Prarie Girl, This Chapter Made Me Cry For You

Jenn was there for you, but you left the comfort of her care for the road. In your journey, I hope that you have found peace my friend.
May Your Light Forever Shine

    Stanman
May Your Light Forever Shine

Someday......

HI STAN,

Someday I will find that peace I so rightly deserve. I now Jenn was there for me. I let that slide now. However , hindsight is 20/20 right. I messed up. kinda renewed my lack of faith and as a failure then. I wish now I could have turned the clock back to that time. I cannot and I live wth that failure today.

Thank you my freind.

Mellissa

I am sorry that this chapter made you cry. I cried when I wrote it years ago and I shed tears even now when I posted this.

Why?

Why did you have to go through these experiences when so many on earth did not? I dare say that none of those many including myself had the faintest idea of how you and others like yourself had to live. And now we see someone who in many ways has reached a level of understanding and self-forgiveness that exceeds our own.

There's never an answer to that sort of question I suppose, though in your case I'm sure it lies within your human spirit and strength of character - your two most outstanding qualities, the qualities that will bring you to the life that you want .

For reasons I'm not sure I understand your tale always touches me with its compassion.

marie c.

marie c.

Thanks Marie

I guess yu can say that my journey, not just of self discovery, but also some sense of strength. I know for alot of years I wanted to call it quits. I still hold the scars both physically and mentally. I have just tried to adapt to the environment now that has been placed before me. My life has so drastically changed. My outlook on life has changed as well. In some sense I understand whereas others I do not. My Character was when I grew up to be a adult at 15,no child should have to. my strength developed while I was on the streets. I will ever hold all the education I learned there and the harsh and brutal lessons learned. My school smarts have become very secondary. I wish to thank you on your continuous comments as well as concern. I greatly appreciate it.

GOD BLESS

Mellissa

The way out of hell.

Gwen I am assuming that this story is true? Yes or no?

I was beaten severely and often by my stepfather, but never raped by him. I was only raped once. I'd have been too timid to do what has happened in this story. You are indeed fortunate that you have not picked STDs. Don't count on your luck holding.

Out here in Oregon, and I assume most everyone else, there is a street kid outtreach. I don't know how it is done every where else, but here in Portland, there are programs of "At Risk Youth." I once worked for an outfit called "Outsidein" as an volunteer Administrative Assistant.

They took youth up to 26 years old, I think. So, I would suggest that if you ever hope to get out of that life, I'd be gettin' at it.
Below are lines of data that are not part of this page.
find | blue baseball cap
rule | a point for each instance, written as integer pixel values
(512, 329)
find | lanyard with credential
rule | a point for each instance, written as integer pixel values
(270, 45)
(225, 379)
It has taken me many years to begin to face my abnormal psychology. Looking back, I can see that the way I thought about things was not the way normal people think. My main concern here for you is STD's first and then your own self image. There are people who want to help but only if you want to participate.

My heart goes out to you. Please keep in touch. I will try to help you locate resourses if you like. Many Blessings to you.